Ce n'est pas une menace pour la créativité puisqu'il n'y a jamais eu autant d'artistes qui se lancent. Les algorithmes ne sont pas conçus pour pousser la diversité, tout comme ils ne sont pas conçus non plus pour soutenir les artistes nationaux, de soutenir les cultures nationales. C'est cela le vrai enjeu pour nous. Face à cette offre qui uniformise de plus en plus les goûts, les radios comme les nôtres sont un antidote à l'uniformité, qui, d'une part, proposent une diversité d'artistes et de titres extrêmement fortes grâce aux choix humains qui sont faits par les mélomanes. Les gens de passion qui sont sur nos différentes antennes, qui découvrent les artistes quand ils émergent, qui les accompagnent dans la durée, à rebours de ce qu'on constate aujourd'hui. Beaucoup d'artistes qui se lancent, beaucoup d'artistes qui ont des carrières fulgurantes alors qu'un artiste se construit dans la durée. C'est l'accompagnement qu'apportent beaucoup de nos antennes aux artistes. Sur franceinfo, il y a Bertrand Dicale et Elodie Suigo, sur France Inter, il y a Rebecca Manzoni et Michka Assayas. Je pourrais en citer beaucoup d'autres. Il y a aussi ce que fait France Musique pour la musique classique. On guide les auditeurs vers des découvertes et on soutient les artistes dans la durée. Ce sont des rôles qui sont absolument nécessaires compte tenu de l'évolution de l'écosystème musical aujourd'hui.

Ce soir, le rappeur Youssoupha sera là lui aussi. C'est lui qui chante l'hymne officieux des Bleus. Ce choix a été très critiqué par l'extrême droite en raison des paroles de plusieurs de ses chansons dans lesquelles il insulte Marine Le Pen ou encore Eric Zemmour. Est-ce que vous avez hésité à l'inviter ?

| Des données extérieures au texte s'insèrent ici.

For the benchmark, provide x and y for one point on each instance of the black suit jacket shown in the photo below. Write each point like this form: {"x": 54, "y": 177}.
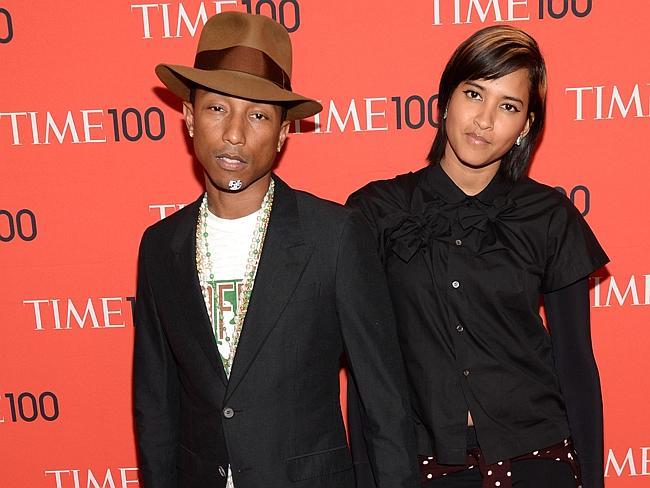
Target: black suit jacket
{"x": 319, "y": 293}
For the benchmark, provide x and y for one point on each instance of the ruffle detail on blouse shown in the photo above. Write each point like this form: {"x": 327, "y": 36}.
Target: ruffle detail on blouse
{"x": 414, "y": 231}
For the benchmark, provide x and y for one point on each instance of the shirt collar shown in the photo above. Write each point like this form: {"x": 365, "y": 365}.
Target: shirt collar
{"x": 436, "y": 179}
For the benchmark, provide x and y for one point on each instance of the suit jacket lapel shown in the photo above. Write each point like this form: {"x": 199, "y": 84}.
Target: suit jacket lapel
{"x": 183, "y": 265}
{"x": 284, "y": 256}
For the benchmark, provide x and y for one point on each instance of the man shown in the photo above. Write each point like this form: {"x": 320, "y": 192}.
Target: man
{"x": 248, "y": 298}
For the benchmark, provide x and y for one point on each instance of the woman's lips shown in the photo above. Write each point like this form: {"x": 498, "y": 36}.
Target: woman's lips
{"x": 476, "y": 139}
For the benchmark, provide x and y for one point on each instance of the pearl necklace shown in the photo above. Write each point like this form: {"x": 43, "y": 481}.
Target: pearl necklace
{"x": 205, "y": 269}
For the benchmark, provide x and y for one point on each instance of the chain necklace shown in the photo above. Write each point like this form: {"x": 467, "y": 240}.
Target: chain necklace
{"x": 206, "y": 271}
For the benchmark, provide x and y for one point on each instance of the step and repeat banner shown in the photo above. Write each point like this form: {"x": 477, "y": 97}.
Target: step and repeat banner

Nous l'avons invité pour des raisons artistiques, bien avant que la polémique éclate. Et moi, je ne fais pas de politique. Ce dont je m'assure en tant que présidente de Radio France, c'est que les valeurs du service public ne sont pas méconnues. Je ne sais pas si je ne sais pas si vous avez écouté le titre "Ecris mon nom en bleu". Moi, je l'ai écouté et c'est une chanson qui fédère les Français, qui fédère les jeunes, quel que soit leur origine, autour de l'équipe de France pour l'Euro de foot. Donc, il n'y a rien de contraire aux valeurs du service public. Bien au contraire. Et plus personnellement, moi, je pense que ça pose la question de la parole de l'artiste dans la société. Cette parole a toujours eu un statut à part qui est liée à la liberté de création. Un artiste doit respecter l'ordre public et la loi. Il y a un principe de liberté artistique. Et la parole d'un artiste n'est pas du tout la parole d'un politique. Tous les deux ont des rôles dans la société qui sont très différenciés. Il faut revenir aussi à ces fondamentaux.